Cass. crim. 3 mars 2015, n° 13-88.514
En principe, l’article 85 du Code de procédure pénale ne fait pas obstacle à la constitution de partie civile d’un assureur puisqu’il dispose, de manière très générale, que « toute personne qui se prétend lésée par un crime ou un délit peut en portant plainte se constituer partie civile devant le juge d’instruction compétent (…) ».
L’intervention d’un assureur au procès pénal est une question en débat mais dont le poids, somme toute relatif, ne permettait pas de faire pencher la balance dans son sens ; ainsi, interrogées sur cette question, les juridictions répressives préféraient trop souvent répondre par la négative en déclarant irrecevable la constitution de partie civile d’un assureur s’estimant possible victime d’une infraction (voir notamment Cass. crim. 3 juin 1992, n° 91-80.752).

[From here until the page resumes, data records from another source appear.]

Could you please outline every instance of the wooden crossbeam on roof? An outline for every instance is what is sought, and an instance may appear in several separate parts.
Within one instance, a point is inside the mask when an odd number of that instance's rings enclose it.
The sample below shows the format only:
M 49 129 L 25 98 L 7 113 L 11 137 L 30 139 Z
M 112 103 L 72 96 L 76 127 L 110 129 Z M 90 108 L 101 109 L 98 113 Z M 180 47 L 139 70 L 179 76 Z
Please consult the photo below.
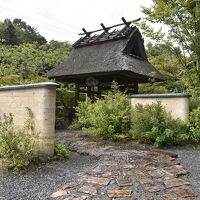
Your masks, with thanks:
M 82 30 L 84 33 L 80 33 L 79 35 L 84 35 L 85 37 L 82 37 L 77 42 L 75 42 L 73 44 L 73 47 L 79 48 L 79 47 L 93 45 L 93 44 L 100 43 L 100 42 L 105 42 L 105 41 L 109 41 L 109 40 L 118 40 L 118 39 L 123 39 L 124 37 L 128 37 L 130 35 L 131 31 L 133 31 L 133 29 L 135 28 L 135 27 L 131 26 L 131 23 L 137 22 L 139 20 L 140 20 L 140 18 L 127 22 L 125 20 L 125 18 L 122 17 L 123 23 L 121 23 L 121 24 L 116 24 L 113 26 L 106 27 L 103 23 L 101 23 L 100 25 L 101 25 L 102 29 L 98 29 L 95 31 L 86 31 L 86 29 L 83 28 Z M 114 27 L 122 26 L 122 25 L 124 25 L 124 27 L 121 30 L 115 29 L 114 31 L 109 32 L 110 29 L 112 29 Z M 100 32 L 100 31 L 103 31 L 103 32 L 100 33 L 99 35 L 93 35 L 94 33 Z
M 132 20 L 132 21 L 127 22 L 127 21 L 125 20 L 125 18 L 122 17 L 123 23 L 115 24 L 115 25 L 113 25 L 113 26 L 106 27 L 106 29 L 107 29 L 107 30 L 110 30 L 111 28 L 115 28 L 115 27 L 117 27 L 117 26 L 122 26 L 122 25 L 129 26 L 131 23 L 135 23 L 135 22 L 140 21 L 140 19 L 141 19 L 141 18 L 138 18 L 138 19 L 135 19 L 135 20 Z M 103 24 L 103 23 L 101 23 L 101 24 Z M 92 34 L 92 33 L 96 33 L 96 32 L 103 31 L 103 30 L 104 30 L 104 28 L 102 28 L 102 29 L 97 29 L 97 30 L 94 30 L 94 31 L 89 31 L 89 32 L 87 32 L 87 34 Z M 84 33 L 79 33 L 79 35 L 85 35 L 85 34 L 86 34 L 85 31 L 84 31 Z

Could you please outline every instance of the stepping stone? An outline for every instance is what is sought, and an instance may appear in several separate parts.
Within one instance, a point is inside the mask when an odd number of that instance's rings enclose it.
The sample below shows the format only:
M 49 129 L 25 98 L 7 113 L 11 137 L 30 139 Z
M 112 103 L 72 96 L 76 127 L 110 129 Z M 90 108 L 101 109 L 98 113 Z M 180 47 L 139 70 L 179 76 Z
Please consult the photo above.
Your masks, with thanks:
M 97 185 L 108 185 L 110 183 L 110 179 L 108 178 L 98 178 L 94 176 L 84 176 L 81 178 L 81 181 Z
M 174 190 L 174 192 L 181 198 L 198 196 L 198 194 L 196 192 L 194 192 L 192 189 L 190 189 L 189 187 L 177 188 L 176 190 Z
M 180 178 L 165 180 L 164 184 L 165 184 L 166 188 L 173 188 L 173 187 L 178 187 L 178 186 L 182 186 L 182 185 L 190 185 L 190 183 L 188 181 L 185 181 Z
M 137 181 L 140 183 L 140 184 L 147 184 L 147 183 L 153 183 L 153 180 L 150 179 L 150 178 L 140 178 L 140 179 L 137 179 Z
M 65 190 L 58 190 L 56 192 L 54 192 L 51 197 L 52 198 L 57 198 L 57 197 L 62 197 L 62 196 L 66 196 L 67 195 L 67 191 Z
M 63 190 L 73 188 L 73 187 L 76 187 L 78 185 L 79 185 L 79 183 L 76 183 L 76 182 L 65 183 L 65 185 L 63 186 Z
M 144 176 L 144 172 L 141 170 L 126 170 L 124 171 L 125 176 Z
M 171 173 L 174 176 L 186 175 L 188 173 L 182 165 L 165 167 L 164 170 L 166 170 L 168 173 Z
M 117 177 L 118 172 L 117 171 L 111 171 L 111 172 L 105 172 L 104 174 L 101 174 L 102 177 Z
M 125 187 L 125 186 L 131 186 L 133 183 L 131 183 L 127 179 L 117 179 L 117 185 L 120 187 Z
M 87 196 L 81 196 L 81 197 L 74 197 L 69 200 L 86 200 L 87 198 L 88 198 Z M 65 200 L 68 200 L 68 199 L 65 199 Z
M 148 192 L 159 192 L 160 191 L 160 187 L 158 187 L 158 186 L 146 186 L 146 187 L 144 187 L 144 189 Z
M 96 195 L 97 194 L 97 189 L 93 186 L 83 186 L 78 191 L 86 193 L 86 194 L 90 194 L 90 195 Z
M 132 190 L 108 190 L 107 195 L 110 198 L 131 197 L 133 195 L 133 191 Z

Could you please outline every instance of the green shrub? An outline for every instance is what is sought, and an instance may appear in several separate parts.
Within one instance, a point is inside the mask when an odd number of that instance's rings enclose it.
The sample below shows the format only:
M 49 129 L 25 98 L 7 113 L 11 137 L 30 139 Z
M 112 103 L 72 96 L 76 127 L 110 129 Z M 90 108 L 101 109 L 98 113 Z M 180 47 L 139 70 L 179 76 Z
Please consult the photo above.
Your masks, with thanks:
M 132 111 L 132 138 L 142 143 L 160 146 L 181 145 L 189 138 L 188 126 L 179 119 L 172 119 L 160 102 L 136 105 Z
M 200 107 L 190 113 L 190 136 L 192 142 L 200 143 Z
M 54 153 L 60 159 L 67 158 L 69 156 L 68 150 L 65 147 L 65 145 L 60 143 L 60 142 L 58 142 L 58 141 L 54 142 Z
M 84 98 L 80 95 L 81 100 Z M 58 88 L 56 90 L 56 128 L 67 128 L 75 116 L 75 94 L 68 88 Z
M 76 115 L 80 126 L 88 133 L 115 139 L 116 135 L 128 135 L 130 129 L 130 101 L 128 97 L 113 86 L 104 99 L 95 102 L 80 102 Z
M 33 113 L 28 108 L 27 113 L 28 118 L 22 128 L 14 126 L 12 114 L 4 114 L 0 120 L 0 158 L 14 171 L 19 171 L 30 163 L 38 136 Z

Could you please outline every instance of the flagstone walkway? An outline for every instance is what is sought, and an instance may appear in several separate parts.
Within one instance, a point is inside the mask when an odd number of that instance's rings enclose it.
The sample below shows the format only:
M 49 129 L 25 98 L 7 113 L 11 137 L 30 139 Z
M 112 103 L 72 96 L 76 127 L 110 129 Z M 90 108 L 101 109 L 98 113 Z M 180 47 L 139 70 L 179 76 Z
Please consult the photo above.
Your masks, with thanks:
M 177 154 L 134 143 L 108 143 L 82 131 L 63 131 L 57 138 L 70 150 L 98 159 L 73 181 L 63 182 L 51 199 L 181 200 L 198 199 Z

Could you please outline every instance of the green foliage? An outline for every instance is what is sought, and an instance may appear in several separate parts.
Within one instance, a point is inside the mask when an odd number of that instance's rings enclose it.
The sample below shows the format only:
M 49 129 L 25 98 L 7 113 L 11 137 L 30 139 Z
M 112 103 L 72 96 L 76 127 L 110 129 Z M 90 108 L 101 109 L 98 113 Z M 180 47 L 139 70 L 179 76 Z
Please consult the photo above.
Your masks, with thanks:
M 182 75 L 187 88 L 200 86 L 199 7 L 199 0 L 154 0 L 149 8 L 142 8 L 146 17 L 139 24 L 146 36 L 164 44 L 176 57 L 181 66 L 178 74 Z M 153 23 L 165 25 L 165 32 L 155 31 L 151 26 Z
M 14 171 L 24 169 L 32 160 L 38 133 L 34 116 L 27 108 L 28 118 L 22 128 L 15 127 L 13 116 L 4 114 L 0 120 L 0 158 Z
M 72 122 L 74 109 L 74 93 L 67 88 L 58 88 L 56 91 L 56 128 L 66 128 Z
M 160 146 L 181 145 L 189 139 L 187 124 L 172 119 L 160 102 L 152 105 L 138 104 L 131 117 L 132 138 L 139 142 Z
M 128 135 L 130 110 L 128 97 L 113 86 L 104 99 L 80 102 L 76 115 L 87 132 L 112 140 L 119 134 Z
M 66 43 L 0 46 L 0 85 L 49 81 L 45 73 L 61 63 L 69 54 Z
M 194 109 L 190 113 L 190 134 L 191 140 L 199 144 L 200 143 L 200 107 Z
M 177 52 L 180 49 L 177 48 Z M 183 80 L 183 70 L 177 58 L 168 50 L 164 44 L 147 44 L 148 60 L 166 78 L 165 82 L 140 84 L 141 93 L 167 93 L 183 92 L 186 90 Z
M 0 22 L 0 44 L 19 45 L 19 44 L 45 44 L 46 39 L 37 30 L 21 19 L 14 19 L 13 22 L 5 19 Z
M 60 159 L 65 159 L 69 156 L 66 146 L 58 141 L 54 142 L 54 153 Z
M 69 54 L 68 44 L 52 41 L 49 44 L 25 44 L 0 46 L 0 77 L 19 75 L 44 75 L 61 63 Z

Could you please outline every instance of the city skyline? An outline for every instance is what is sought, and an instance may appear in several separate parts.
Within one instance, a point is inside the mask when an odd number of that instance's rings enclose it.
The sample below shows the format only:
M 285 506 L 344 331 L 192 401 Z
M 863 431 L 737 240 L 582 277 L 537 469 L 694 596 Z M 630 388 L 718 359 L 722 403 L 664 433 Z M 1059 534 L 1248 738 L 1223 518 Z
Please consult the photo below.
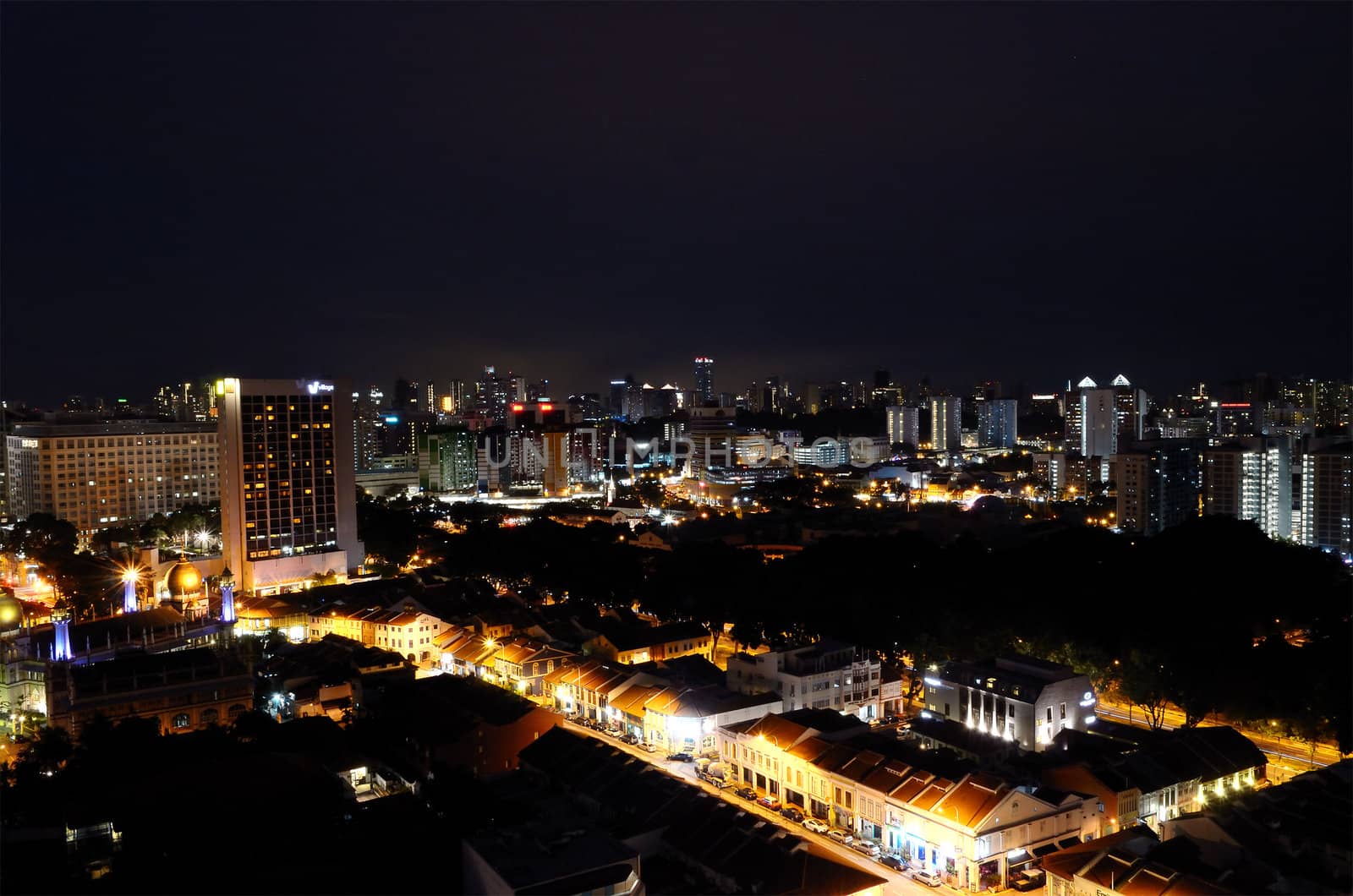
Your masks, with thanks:
M 0 393 L 1349 368 L 1345 5 L 405 14 L 5 7 Z

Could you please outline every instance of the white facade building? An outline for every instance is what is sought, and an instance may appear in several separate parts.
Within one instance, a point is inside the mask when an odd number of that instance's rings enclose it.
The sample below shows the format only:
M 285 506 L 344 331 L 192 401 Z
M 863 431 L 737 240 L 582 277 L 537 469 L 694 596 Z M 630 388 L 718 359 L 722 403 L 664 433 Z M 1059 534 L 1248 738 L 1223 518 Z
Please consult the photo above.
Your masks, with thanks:
M 1091 679 L 1030 656 L 954 662 L 925 675 L 925 708 L 1024 750 L 1046 750 L 1063 728 L 1085 731 Z
M 888 444 L 907 443 L 912 448 L 921 439 L 921 409 L 907 405 L 890 405 L 884 411 L 888 416 Z
M 835 709 L 878 716 L 882 665 L 851 644 L 821 640 L 806 647 L 728 658 L 727 685 L 743 694 L 773 690 L 785 711 Z

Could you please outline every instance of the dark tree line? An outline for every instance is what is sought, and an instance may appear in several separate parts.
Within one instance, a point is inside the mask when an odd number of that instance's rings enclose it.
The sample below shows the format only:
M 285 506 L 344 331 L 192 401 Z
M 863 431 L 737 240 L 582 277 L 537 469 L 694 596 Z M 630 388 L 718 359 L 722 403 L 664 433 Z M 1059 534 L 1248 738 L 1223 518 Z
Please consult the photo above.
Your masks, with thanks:
M 947 544 L 907 532 L 842 536 L 770 563 L 717 540 L 645 551 L 612 527 L 545 520 L 486 520 L 422 544 L 456 574 L 598 605 L 637 600 L 664 619 L 732 623 L 744 643 L 836 636 L 912 659 L 917 690 L 931 663 L 1027 652 L 1086 673 L 1155 721 L 1177 707 L 1187 724 L 1222 713 L 1353 748 L 1353 591 L 1335 558 L 1224 517 L 1154 539 L 1028 532 L 997 550 L 967 532 Z

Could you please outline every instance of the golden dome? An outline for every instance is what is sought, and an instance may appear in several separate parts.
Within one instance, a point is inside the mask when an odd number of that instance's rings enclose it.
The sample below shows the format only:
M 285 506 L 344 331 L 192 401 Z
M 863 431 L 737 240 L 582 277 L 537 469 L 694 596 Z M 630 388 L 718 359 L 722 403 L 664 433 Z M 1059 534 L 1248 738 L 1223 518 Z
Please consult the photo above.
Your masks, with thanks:
M 202 590 L 202 573 L 192 563 L 188 563 L 188 560 L 179 560 L 169 567 L 169 575 L 165 577 L 165 587 L 169 589 L 170 597 L 196 594 Z
M 14 594 L 0 591 L 0 631 L 18 628 L 23 623 L 23 604 Z

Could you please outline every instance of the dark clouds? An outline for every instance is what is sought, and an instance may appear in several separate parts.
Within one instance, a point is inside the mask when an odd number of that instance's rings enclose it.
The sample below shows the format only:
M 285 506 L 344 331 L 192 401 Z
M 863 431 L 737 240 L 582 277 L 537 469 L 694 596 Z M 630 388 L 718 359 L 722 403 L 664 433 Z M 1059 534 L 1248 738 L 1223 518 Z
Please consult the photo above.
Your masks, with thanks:
M 9 398 L 1348 374 L 1346 4 L 0 16 Z

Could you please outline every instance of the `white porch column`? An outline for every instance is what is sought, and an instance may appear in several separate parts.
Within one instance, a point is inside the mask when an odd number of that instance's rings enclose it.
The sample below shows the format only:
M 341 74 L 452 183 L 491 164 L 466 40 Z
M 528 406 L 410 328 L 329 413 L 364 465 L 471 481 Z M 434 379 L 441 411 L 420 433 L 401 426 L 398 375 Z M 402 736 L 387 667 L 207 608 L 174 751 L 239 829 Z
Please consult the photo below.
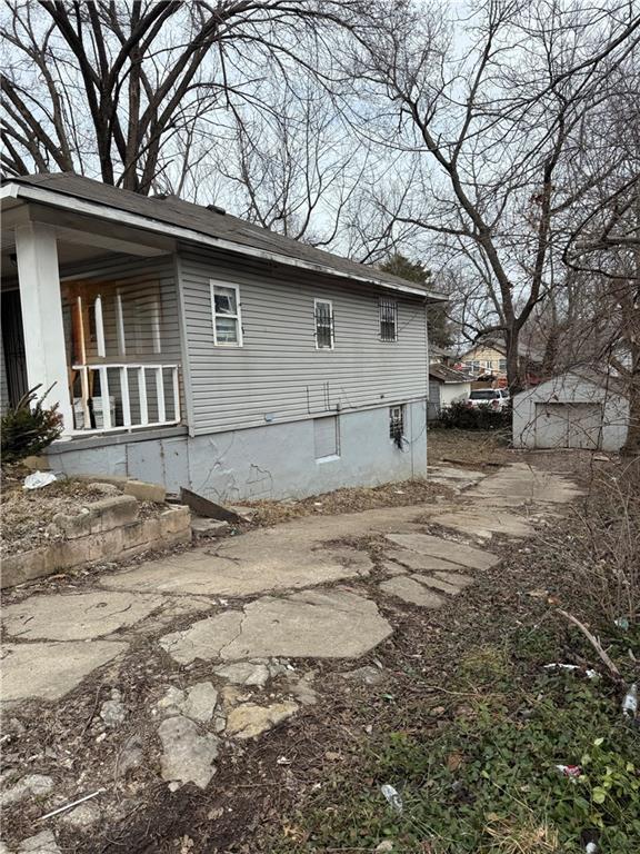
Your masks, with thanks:
M 29 388 L 41 383 L 42 393 L 53 386 L 47 400 L 50 405 L 59 404 L 64 433 L 70 433 L 73 416 L 54 229 L 37 222 L 18 226 L 16 255 Z

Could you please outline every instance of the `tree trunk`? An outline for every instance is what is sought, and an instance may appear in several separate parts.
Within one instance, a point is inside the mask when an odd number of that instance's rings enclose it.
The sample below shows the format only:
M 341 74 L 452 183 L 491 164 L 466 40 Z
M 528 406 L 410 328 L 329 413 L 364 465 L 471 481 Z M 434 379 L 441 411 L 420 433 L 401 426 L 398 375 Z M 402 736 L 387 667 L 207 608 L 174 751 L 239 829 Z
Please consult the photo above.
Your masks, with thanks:
M 640 455 L 640 286 L 637 290 L 637 299 L 632 310 L 633 329 L 628 339 L 629 357 L 631 360 L 629 384 L 627 386 L 629 427 L 627 430 L 627 441 L 620 448 L 620 453 L 628 456 L 638 456 Z
M 517 395 L 524 388 L 524 377 L 522 376 L 518 345 L 520 340 L 519 329 L 507 329 L 504 342 L 507 345 L 507 381 L 511 396 Z

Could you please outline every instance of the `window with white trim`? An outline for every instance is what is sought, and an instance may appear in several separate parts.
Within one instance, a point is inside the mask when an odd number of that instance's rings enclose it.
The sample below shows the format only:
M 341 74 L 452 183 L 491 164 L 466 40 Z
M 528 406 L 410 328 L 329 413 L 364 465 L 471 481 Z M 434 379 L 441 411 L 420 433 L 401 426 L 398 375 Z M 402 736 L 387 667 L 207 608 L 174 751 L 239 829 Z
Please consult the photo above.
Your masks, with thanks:
M 398 300 L 381 297 L 379 300 L 380 340 L 398 340 Z
M 213 344 L 217 347 L 241 347 L 240 288 L 211 280 Z
M 389 438 L 393 439 L 399 448 L 402 448 L 402 437 L 404 436 L 404 406 L 389 407 Z
M 313 301 L 316 316 L 316 349 L 332 350 L 333 335 L 333 304 L 330 299 L 316 299 Z

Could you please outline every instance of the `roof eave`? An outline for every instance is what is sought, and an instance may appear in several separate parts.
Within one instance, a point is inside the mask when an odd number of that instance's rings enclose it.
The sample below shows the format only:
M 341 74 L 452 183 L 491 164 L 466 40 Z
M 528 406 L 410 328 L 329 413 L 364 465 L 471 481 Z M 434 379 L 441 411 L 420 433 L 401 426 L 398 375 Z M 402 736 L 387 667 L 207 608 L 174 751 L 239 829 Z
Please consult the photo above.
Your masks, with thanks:
M 70 193 L 57 192 L 56 190 L 44 189 L 42 187 L 32 187 L 29 185 L 22 185 L 18 181 L 7 181 L 0 189 L 0 199 L 24 199 L 26 201 L 40 202 L 41 205 L 49 205 L 57 208 L 72 210 L 76 214 L 86 214 L 87 216 L 97 217 L 99 219 L 113 220 L 120 225 L 129 225 L 134 228 L 141 228 L 147 231 L 153 231 L 156 234 L 167 235 L 174 237 L 178 240 L 186 242 L 198 244 L 200 246 L 209 246 L 216 249 L 222 249 L 239 255 L 244 255 L 251 258 L 259 258 L 276 264 L 281 264 L 287 267 L 296 267 L 298 269 L 309 270 L 311 272 L 319 272 L 326 276 L 332 276 L 336 278 L 348 279 L 351 281 L 361 281 L 367 285 L 373 285 L 377 288 L 383 288 L 384 290 L 391 290 L 397 294 L 407 294 L 414 297 L 421 297 L 427 302 L 446 302 L 449 297 L 446 294 L 439 291 L 424 290 L 423 288 L 413 288 L 410 285 L 402 285 L 400 282 L 382 281 L 372 276 L 356 275 L 346 272 L 344 270 L 336 269 L 330 265 L 321 265 L 312 261 L 304 261 L 300 258 L 292 258 L 281 252 L 272 252 L 266 249 L 259 249 L 258 247 L 247 246 L 244 244 L 238 244 L 233 240 L 228 240 L 221 237 L 211 237 L 204 235 L 191 228 L 183 226 L 176 226 L 169 222 L 164 222 L 159 219 L 153 219 L 141 214 L 131 214 L 129 211 L 114 208 L 101 202 L 91 202 L 86 199 L 81 199 L 78 196 Z

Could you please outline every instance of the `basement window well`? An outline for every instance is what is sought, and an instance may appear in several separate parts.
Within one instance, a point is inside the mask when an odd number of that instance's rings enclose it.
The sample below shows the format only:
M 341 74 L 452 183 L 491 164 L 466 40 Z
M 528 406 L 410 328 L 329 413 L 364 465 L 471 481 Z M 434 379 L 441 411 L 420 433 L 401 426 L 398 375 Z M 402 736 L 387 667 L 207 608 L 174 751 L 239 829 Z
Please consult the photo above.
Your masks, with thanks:
M 317 463 L 340 458 L 340 425 L 337 415 L 313 419 L 313 448 Z

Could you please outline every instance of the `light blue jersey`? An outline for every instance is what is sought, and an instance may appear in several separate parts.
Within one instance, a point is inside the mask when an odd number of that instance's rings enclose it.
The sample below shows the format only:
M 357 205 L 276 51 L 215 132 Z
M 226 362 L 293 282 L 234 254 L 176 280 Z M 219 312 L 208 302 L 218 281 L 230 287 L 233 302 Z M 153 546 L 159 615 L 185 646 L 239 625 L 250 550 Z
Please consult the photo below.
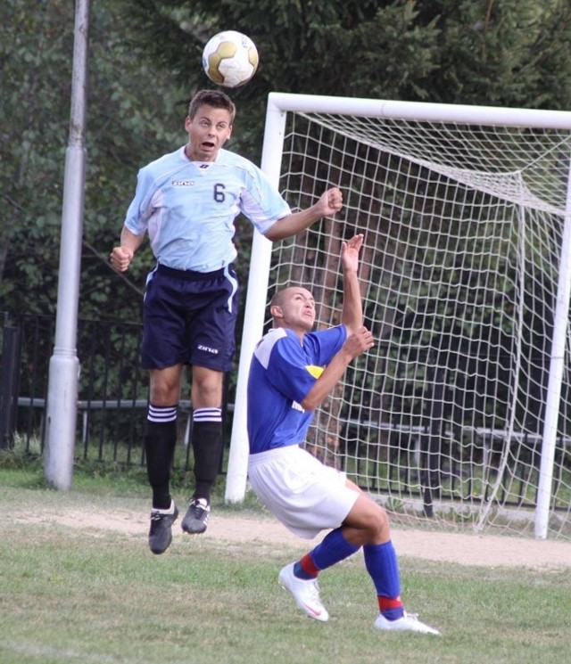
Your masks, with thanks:
M 248 378 L 250 454 L 301 445 L 313 418 L 300 405 L 347 338 L 338 325 L 309 332 L 270 330 L 258 343 Z
M 161 265 L 213 272 L 236 257 L 232 238 L 239 213 L 265 234 L 291 210 L 244 157 L 220 150 L 216 161 L 191 161 L 182 147 L 141 168 L 125 226 L 136 235 L 148 232 Z

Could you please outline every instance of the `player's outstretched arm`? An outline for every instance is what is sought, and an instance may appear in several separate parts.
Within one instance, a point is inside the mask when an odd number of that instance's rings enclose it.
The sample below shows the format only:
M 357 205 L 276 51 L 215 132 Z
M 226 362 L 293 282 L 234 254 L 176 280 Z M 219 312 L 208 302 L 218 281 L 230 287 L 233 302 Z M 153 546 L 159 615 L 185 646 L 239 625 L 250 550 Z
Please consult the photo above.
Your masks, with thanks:
M 363 244 L 362 234 L 353 235 L 351 240 L 342 242 L 341 264 L 343 266 L 343 295 L 341 323 L 348 333 L 363 324 L 363 305 L 359 284 L 359 252 Z
M 343 208 L 343 194 L 337 187 L 332 187 L 324 192 L 319 200 L 310 208 L 293 212 L 287 217 L 277 221 L 266 233 L 266 237 L 271 242 L 283 240 L 304 231 L 324 217 L 332 217 Z

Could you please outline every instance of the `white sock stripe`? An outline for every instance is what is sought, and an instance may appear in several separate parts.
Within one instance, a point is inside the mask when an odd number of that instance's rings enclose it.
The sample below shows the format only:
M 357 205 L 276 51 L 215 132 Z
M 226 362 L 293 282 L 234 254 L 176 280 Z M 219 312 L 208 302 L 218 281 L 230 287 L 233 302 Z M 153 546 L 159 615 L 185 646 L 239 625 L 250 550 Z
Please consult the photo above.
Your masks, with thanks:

La Chambre criminelle de la Cour de cassation offre toutefois de nouvelles perspectives à l’assureur par un arrêt du 3 mars 2015 (pourvoi n° 13-88.514) rendu au visa notamment des articles 85 et 87 du Code de procédure pénale.
Aux termes de cet arrêt, la chambre criminelle casse l’arrêt d’appel qui avait déclaré irrecevable la constitution de partie civile des Lloyd’s London (qui, rappelons-le, ne sont pas à proprement parler une compagnie d’assurance mais un organisme représentant plusieurs assureurs) considérant que les « infractions qualifiées dans la plainte de tentative d’escroquerie (…) le préjudice allégué par la partie civile, qui n’est que la conséquence du contrat conclu entre la société Hotela et la société Lloyd’s London, n’a pas été causé directement par les infractions dénoncées ».
Deux éléments devaient être examinés :
- le caractère personnel du préjudice allégué : à cet égard, la motivation de la cour d’appel relève manifestement d’une erreur puisque la partie représentant les assureurs ne prétendaient pas tenir sa qualité de partie civile de l’exécution du contrat d’assurance (et de sa subrogation dans les droits de son assuré), mais bien de la commission d’une infraction à son propre préjudice (il considérait en effet être victime des manœuvres de son assuré) ;
- le lien direct entre l’infraction et le préjudice allégué : s’agissant d’une infraction dont le but était d’obtenir le versement d’une indemnité d’assurance, le caractère direct entre l’infraction et le préjudice possible pour la compagnie d’assurance ne fait pas de doute.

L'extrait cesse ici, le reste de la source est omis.